Without effective political reaction, “at a regional level we can talk about a regression of up to 10 years in the levels of multidimensional poverty,” he added.
Faced with surging cases, many governments—such as Peru, Argentina and Venezuela—have rolled back on the easing of confinement measures and pledged support for the poorest sectors of society, although it’s often been meagre or failed to reach those that need it.
Chile and Peru allowed people to withdraw money from their pension funds, providing much-needed immediate financial relief.
But some experts warn those measures could weaken already fragile social protection systems.
“The quarantine and pandemic are exposing deep realities: structural injustice is becoming more visible,” priest Lorenzo de Vedia, from the sprawling Villa 21 neighborhood of Buenos Aires, told AFP. “There’s not enough State presence and it’s disorganized,” he added.
Throughout the region, people have set up communal kitchens to help those worst affected.
Yet anger is widespread. Chile saw violent protests a few weeks ago with road blocks and looting, while in Bolivia people marched demanding government solutions.
231 million poor
The UN Economic Commission for Latin America and the Caribbean (ECLAC) predicts unemployment could reach 13.5 percent this year—meaning 44 million people out of work, 18 million more than in January.
The regional economy is also expected to shrink by nine percent.
The World Labor Organization warns that two thirds of people have either lost their job, lost work hours or earnings.
As a result, the pandemic has pushed 45 million people out of the middle classes. There are now 231 million poor: 37 percent of the population, according to ECLAC.
Peru, which has enjoyed above average growth in recent years, has seen its GDP shrink by 17 percent, with the number of middle income families receding.
That’s what happened to Sara Paredes and Raul Cisneros, who saw their income disappear from one day to the next.
“It’s five months since anyone gave me a translation,” said Cisneros, 46, a translator and Quechua teacher.

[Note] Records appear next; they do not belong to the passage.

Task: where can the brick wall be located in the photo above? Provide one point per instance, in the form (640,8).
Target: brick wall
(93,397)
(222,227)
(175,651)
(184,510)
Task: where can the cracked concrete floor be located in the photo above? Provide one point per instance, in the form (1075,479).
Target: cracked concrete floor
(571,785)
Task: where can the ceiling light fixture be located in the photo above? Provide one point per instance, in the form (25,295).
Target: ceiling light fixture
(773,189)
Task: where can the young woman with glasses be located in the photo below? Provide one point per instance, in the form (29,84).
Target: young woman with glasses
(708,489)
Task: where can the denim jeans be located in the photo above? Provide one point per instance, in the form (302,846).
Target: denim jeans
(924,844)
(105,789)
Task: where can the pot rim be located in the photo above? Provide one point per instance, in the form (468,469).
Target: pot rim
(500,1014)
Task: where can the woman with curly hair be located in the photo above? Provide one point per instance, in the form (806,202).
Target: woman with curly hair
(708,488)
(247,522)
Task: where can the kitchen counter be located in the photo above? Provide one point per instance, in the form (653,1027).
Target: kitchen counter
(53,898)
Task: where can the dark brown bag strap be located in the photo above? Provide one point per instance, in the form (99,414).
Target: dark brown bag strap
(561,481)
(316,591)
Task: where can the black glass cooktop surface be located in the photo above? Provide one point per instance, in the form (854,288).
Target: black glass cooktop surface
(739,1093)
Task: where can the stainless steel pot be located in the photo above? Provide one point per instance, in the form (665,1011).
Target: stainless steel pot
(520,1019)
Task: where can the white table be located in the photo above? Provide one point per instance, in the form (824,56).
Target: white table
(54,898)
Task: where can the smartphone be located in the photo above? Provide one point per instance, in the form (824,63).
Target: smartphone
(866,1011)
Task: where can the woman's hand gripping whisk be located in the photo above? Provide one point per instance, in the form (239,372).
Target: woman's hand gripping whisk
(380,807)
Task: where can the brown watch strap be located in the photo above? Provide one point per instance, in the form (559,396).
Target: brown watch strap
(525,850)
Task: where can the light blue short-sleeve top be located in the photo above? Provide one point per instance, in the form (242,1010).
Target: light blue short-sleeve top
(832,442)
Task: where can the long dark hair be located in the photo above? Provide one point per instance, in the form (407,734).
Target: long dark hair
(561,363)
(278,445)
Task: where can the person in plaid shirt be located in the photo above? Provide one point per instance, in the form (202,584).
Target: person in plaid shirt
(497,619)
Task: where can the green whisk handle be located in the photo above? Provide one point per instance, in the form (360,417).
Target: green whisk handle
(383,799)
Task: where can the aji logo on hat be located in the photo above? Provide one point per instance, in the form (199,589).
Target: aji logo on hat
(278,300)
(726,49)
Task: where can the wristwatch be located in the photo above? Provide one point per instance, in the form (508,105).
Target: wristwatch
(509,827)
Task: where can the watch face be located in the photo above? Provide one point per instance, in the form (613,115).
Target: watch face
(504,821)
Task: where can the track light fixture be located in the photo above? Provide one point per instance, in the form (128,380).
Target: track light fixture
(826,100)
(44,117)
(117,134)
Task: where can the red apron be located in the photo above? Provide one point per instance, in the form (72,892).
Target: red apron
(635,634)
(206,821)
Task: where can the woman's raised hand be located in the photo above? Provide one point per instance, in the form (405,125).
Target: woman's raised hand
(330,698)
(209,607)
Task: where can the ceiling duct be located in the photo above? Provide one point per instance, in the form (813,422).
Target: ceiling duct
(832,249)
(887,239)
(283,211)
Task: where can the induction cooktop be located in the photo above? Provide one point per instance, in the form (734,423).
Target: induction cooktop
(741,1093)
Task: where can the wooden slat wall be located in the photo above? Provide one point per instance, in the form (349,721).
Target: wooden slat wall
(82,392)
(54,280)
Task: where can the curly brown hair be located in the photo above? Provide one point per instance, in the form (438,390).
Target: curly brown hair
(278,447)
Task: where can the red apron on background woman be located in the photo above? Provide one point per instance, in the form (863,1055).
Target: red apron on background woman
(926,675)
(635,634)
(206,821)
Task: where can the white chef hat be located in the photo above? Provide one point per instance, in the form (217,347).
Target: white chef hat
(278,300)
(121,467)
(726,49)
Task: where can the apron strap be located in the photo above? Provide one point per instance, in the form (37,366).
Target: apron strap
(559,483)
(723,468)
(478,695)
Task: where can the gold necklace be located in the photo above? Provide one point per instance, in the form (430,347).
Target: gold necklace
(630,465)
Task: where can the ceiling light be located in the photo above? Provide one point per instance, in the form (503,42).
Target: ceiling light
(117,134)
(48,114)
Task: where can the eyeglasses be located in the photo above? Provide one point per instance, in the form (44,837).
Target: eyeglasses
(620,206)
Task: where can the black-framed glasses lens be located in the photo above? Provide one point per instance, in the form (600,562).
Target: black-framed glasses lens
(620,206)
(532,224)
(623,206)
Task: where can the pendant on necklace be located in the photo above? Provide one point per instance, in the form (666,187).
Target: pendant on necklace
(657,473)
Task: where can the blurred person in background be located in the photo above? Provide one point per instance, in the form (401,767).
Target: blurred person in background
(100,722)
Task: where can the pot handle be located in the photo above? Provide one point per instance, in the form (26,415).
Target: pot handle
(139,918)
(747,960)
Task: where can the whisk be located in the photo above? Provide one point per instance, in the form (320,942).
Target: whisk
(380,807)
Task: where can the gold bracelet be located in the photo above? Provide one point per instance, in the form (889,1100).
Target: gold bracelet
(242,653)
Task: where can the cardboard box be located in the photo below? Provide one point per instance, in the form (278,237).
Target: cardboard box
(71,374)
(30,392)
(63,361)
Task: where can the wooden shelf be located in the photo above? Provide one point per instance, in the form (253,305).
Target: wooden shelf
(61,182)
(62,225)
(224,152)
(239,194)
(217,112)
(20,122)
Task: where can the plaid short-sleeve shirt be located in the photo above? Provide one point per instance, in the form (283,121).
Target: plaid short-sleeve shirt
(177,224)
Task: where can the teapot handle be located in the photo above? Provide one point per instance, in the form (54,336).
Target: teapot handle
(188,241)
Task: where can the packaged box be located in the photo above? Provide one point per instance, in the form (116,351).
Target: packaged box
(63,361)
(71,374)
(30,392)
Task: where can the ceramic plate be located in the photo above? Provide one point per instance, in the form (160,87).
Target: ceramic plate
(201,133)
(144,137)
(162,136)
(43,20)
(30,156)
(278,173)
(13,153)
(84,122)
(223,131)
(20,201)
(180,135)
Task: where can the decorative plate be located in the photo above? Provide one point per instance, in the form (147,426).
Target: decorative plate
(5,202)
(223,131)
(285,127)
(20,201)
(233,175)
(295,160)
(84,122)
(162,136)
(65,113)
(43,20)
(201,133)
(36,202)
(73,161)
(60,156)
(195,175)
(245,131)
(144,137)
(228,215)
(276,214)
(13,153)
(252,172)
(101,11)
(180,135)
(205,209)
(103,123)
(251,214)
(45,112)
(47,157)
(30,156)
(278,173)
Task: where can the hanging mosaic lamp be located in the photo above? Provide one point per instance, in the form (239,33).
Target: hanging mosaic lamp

Paredes, 45, has been unable to perform in the theatre or give classes in Lima’s School of Fine Arts.
They’re struggling to feed their two children.
‘Pre-existing conditions’
On top of the health and economic crises there’s also been an increase in deaths from treatable disease, such as dengue, and domestic violence and truancy.
In countries such as Guatemala and El Salvador, hugely dependent on remittances, gang violence has risen again after initially subsiding when the virus struck.
Lopez-Calva said that, just as those most vulnerable to COVID-19 are those with pre-existing conditions, “the most vulnerable economies and societies to the pandemic are those with pre-existing conditions.”
“That’s to say those with high inequality, ineffective policies and public institutions, with low trust in the institutions and fiscal incapacity,” he continued.
ECLAC has pushed governments to provide a basic income and food stamps during the crisis.
It has also called for debt grace periods for small and medium-sized companies and greater access to finance under favorable conditions for middle income countries, particularly in the Caribbean.